Friday, 15 August 2014

JUGAAD..

'Jugaad' is a Hindi word that describes an improvised or makeshift solution using scarce resources. It's a way of life in India, where washing machines are used for whipping up yogurt drinks, but it's also an innovation theory that's proving to be increasingly influential in the marketing departments of Western corporations.
In a business context, jugaad is a "frugal, flexible, and inclusive approach to problem solving and innovation." So says Professor Jaideep Prabhu, author of Jugaad Innovation: Think Frugal, Be Flexible, Generate Breakthrough Growth.
Prabhu, who is a professor at Cambridge University's Judge Business School in the UK, points to examples like SELCO India, a sustainable energy provider that sells solar panels to a network of small entrepreneurs who in turn use them to charge battery-powered lights rented to households outside the country's electricity grid. Or Tata Motor's Nano - the cheapest car in the world when it launched in 2009 at $2,000. And the ingenious electrocardiogram in a backpack, developed by GE Healthcare's Indian engineers.

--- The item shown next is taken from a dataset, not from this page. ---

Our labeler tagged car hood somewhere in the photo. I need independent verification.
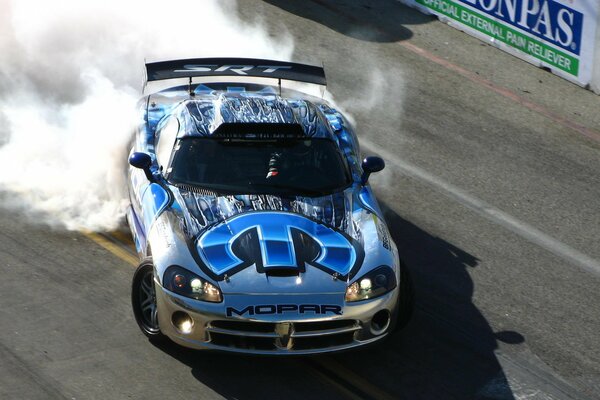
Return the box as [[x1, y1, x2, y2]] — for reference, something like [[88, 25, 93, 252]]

 "Jugaad is a culture, an attitude, an outcome of circumstance, but definitely not something planned. The challenge is to tap into it and channel it."
ref:http://www.thinkwithgoogle.com/articles/jugaad-innovation.html
Jugaad is old hat. It has done little for India in terms of innovation; India ranks 64th in the Global Innovation Index. In today’s globalized market place it is increasingly difficult to survive with just quick fixes or creative improvisation. Indian companies have no option but to move beyond jugaad towards a more dependable and systematic process of innovation.